Généralement, les business angels espèrent pouvoir se retirer endéans les 7 ans, même si la quête de la liquidité est un enjeu en soi et que les délais effectifs de sortie sont supérieurs à 7 ans pour la moitié des entreprises financées par les fonds de venture capital. La durée moyenne de conservation d’une participation par les business angels tourne autour de 5 ans, avec habituellement une fourchette de 3 à 7 ans. Il faut donc programmer un « exit », de préférence juteux, en moins de 7 ans.
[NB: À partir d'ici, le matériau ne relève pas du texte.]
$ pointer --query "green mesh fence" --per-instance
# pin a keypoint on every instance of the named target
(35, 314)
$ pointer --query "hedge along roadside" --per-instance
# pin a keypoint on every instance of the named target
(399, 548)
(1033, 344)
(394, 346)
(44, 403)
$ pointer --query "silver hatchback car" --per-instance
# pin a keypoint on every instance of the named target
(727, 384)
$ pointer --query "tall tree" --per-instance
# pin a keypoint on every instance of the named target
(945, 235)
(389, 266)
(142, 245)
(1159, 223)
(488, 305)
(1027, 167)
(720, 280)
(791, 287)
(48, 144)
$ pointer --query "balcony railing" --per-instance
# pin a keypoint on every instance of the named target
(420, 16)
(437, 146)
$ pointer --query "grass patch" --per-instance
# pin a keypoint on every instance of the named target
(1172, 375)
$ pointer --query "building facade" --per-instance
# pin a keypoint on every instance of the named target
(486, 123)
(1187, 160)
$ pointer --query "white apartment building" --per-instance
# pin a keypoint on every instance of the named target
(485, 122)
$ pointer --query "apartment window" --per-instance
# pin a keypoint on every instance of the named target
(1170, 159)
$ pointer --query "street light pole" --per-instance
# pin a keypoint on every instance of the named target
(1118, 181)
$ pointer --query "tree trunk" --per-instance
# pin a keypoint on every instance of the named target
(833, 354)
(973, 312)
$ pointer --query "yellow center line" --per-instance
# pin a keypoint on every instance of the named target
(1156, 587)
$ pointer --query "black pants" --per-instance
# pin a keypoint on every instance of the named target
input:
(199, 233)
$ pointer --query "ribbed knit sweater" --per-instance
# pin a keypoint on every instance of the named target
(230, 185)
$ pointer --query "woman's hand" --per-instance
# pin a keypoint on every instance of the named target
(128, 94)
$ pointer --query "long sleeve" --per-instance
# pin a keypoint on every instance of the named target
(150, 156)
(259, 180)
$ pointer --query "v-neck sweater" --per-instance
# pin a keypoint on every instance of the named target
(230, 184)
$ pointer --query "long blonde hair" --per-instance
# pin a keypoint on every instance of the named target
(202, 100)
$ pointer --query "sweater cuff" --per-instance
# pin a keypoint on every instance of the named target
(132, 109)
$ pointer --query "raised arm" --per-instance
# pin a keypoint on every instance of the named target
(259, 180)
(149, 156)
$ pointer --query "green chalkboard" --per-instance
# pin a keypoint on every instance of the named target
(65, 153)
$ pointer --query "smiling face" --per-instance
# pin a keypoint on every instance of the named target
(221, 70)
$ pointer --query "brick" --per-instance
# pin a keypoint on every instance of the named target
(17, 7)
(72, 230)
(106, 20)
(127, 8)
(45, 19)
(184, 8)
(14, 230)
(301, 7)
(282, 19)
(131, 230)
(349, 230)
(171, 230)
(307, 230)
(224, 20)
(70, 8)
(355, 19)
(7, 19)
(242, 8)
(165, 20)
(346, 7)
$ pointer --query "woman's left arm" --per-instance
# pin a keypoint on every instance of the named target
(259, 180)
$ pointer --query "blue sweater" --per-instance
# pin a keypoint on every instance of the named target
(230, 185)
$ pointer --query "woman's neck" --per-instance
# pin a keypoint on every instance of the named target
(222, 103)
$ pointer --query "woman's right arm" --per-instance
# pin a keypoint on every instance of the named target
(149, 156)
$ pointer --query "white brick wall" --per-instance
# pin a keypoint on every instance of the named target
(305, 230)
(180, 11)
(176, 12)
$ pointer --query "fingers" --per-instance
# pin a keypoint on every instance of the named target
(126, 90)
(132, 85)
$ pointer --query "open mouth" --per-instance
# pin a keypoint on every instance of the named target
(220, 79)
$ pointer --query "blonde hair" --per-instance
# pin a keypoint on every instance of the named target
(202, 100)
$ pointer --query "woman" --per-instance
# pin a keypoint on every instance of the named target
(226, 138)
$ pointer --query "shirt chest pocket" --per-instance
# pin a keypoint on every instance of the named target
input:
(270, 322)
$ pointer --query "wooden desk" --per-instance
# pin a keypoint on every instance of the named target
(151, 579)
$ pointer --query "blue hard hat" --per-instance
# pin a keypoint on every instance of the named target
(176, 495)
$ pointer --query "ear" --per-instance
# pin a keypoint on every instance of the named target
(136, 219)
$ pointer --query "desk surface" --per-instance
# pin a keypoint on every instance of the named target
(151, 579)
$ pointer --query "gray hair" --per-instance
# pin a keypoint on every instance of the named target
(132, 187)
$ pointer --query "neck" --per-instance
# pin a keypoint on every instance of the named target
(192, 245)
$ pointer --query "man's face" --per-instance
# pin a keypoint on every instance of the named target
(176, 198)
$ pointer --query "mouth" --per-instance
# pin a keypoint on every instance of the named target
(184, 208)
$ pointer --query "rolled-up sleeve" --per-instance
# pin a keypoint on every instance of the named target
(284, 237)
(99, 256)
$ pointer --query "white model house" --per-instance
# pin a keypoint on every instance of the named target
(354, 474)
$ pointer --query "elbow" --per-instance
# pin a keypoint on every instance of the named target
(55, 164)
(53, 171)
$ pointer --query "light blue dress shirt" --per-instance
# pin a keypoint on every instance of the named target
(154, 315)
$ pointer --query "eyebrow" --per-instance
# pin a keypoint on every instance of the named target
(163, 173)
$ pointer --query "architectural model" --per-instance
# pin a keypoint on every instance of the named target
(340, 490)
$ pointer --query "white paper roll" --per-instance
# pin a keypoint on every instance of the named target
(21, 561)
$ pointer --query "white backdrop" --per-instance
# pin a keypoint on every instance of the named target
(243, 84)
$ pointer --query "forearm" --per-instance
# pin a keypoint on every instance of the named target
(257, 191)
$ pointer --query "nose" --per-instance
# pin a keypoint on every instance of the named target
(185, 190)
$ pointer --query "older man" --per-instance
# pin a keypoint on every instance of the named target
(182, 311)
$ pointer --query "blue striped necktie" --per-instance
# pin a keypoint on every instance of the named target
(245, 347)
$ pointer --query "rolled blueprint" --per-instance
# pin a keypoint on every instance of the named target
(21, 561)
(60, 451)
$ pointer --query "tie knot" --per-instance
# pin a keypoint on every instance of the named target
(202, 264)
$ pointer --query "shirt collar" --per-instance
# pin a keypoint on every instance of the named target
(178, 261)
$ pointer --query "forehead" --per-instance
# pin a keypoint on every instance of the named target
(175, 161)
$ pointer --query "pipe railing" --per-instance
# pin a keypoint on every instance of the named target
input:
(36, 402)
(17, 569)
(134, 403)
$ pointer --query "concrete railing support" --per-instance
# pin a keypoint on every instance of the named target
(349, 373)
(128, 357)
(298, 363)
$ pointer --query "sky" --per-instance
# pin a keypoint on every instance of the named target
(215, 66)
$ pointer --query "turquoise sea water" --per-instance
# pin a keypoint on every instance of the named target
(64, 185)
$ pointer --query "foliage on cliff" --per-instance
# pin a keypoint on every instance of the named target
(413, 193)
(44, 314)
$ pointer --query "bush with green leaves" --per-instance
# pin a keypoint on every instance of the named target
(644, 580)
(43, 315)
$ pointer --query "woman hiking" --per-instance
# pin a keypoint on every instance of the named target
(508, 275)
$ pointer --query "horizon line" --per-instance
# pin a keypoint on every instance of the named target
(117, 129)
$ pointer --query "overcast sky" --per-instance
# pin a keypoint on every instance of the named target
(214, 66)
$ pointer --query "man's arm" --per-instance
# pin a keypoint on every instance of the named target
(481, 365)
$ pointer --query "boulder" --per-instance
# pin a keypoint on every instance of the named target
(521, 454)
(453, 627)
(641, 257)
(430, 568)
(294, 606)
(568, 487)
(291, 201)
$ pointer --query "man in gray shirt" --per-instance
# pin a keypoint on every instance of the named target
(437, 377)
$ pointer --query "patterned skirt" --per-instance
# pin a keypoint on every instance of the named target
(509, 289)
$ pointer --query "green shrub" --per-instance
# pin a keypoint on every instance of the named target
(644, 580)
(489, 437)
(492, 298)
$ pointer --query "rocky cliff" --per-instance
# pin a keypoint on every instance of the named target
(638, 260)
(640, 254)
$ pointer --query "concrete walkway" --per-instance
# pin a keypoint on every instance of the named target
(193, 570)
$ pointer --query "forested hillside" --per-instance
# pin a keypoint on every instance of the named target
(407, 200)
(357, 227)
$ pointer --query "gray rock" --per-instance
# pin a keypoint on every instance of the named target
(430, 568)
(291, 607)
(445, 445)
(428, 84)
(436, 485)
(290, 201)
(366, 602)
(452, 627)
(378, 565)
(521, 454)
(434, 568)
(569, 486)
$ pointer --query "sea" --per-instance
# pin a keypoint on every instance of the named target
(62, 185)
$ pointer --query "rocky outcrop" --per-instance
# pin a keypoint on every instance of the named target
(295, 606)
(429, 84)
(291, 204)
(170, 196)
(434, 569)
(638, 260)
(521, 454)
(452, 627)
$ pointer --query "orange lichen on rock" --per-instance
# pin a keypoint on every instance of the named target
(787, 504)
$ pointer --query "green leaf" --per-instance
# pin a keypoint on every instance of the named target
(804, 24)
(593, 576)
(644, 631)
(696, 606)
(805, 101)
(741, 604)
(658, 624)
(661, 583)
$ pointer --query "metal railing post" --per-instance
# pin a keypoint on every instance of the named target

Un investisseur peut espérer multiplier par 21 sa mise initiale immobilisée pendant 6 ans dans une entreprise en phase d’amorçage, pour laquelle, par exemple, une IPO est prévue dans 6 ans. Il peut aussi espérer multiplier par 10,5 son investissement dans une entreprise en phase de démarrage dont l’IPO est prévue dans 5 ans. La phase de démarrage étant statistiquement moins risquée que la phase d’amorçage, l’investisseur peut accepter un return global moindre (durée d’immobilisation des fonds moins longue) (1).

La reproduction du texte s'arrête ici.